Sunday, August 15, 2010
The Boy Who Harnessed the Wind
The Boy Who Harnessed the Wind: Creating Currents of Electricity and Hope
My inspired and ambitious summer reading plans got off to a slow start this summer and now that summer is nearly over I'm resigned to the fact that I manged to read only a few good books. It seems that transitioning a family of five to a temporary home for six months, graduating and preparing Active Son for college this fall, etc., etc., required much of my time and energy. By early July I had not completed a single title and desperate for a quick, interesting read and the satisfaction of finishing a book I took up this memoir, which is also the "first read" for Boise State University students this fall. Artist Son and Active Son have also read it.
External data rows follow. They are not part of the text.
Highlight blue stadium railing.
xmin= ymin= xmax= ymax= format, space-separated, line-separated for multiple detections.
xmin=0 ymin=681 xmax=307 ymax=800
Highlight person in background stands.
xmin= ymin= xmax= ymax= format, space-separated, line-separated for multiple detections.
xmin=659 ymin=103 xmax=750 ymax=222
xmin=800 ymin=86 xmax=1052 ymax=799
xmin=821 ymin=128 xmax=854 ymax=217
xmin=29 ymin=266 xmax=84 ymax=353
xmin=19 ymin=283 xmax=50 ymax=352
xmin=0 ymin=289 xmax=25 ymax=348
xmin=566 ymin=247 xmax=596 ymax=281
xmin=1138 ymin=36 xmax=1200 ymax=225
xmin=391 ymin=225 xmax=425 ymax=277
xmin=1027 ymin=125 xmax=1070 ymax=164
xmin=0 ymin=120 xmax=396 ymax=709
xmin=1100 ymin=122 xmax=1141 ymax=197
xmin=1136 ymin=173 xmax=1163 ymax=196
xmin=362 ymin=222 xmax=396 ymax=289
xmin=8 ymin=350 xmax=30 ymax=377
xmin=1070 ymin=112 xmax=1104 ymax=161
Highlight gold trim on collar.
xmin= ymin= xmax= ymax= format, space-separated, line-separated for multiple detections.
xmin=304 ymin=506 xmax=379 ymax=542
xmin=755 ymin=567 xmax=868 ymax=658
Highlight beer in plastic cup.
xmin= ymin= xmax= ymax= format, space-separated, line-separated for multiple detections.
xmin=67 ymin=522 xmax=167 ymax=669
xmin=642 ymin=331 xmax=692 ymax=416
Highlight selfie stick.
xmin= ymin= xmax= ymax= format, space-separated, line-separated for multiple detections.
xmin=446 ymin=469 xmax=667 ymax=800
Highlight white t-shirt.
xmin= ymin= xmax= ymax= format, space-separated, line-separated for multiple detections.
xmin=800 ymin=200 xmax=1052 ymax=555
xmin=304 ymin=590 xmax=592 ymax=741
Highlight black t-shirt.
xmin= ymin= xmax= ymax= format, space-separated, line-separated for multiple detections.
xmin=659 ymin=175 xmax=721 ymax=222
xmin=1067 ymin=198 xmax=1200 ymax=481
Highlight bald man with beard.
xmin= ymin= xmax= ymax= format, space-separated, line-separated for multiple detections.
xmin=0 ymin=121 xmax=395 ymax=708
In The Boy Who Harnessed Wind, young William Kamkwamba tells his story, the story of a young boy growing up in poverty and famine stricken Malawi who was deprived of many resources, including education; he had to drop out of school when his father couldn't pay his fees. Undeterred and with a driving desire to learn and help his family, he studied old physics texts on his own, experimented using cast off "junk", and eventually built a windmill that produced electricity for his family home. Villagers mocked him as he worked, remarking that he must be crazy, but after his homemade windmill produced electricity he became a local hero, was "discovered", and sent to school on scholarship. Later he was invited to speak at the global idea conference, TED (Technology, Entertainment, and Design) and now, he attends Dartmouth College.
The Boy Who Harnessed the Wind seems a great choice for a Boise State students' first read as William Kamkwamba's story reveals the value of an education which is gained from the motivation to learn and to help others. William Kamkwamba will speak at Boise State on August 26 and I plan to be in the audience and maybe I'll bring my book along to be signed.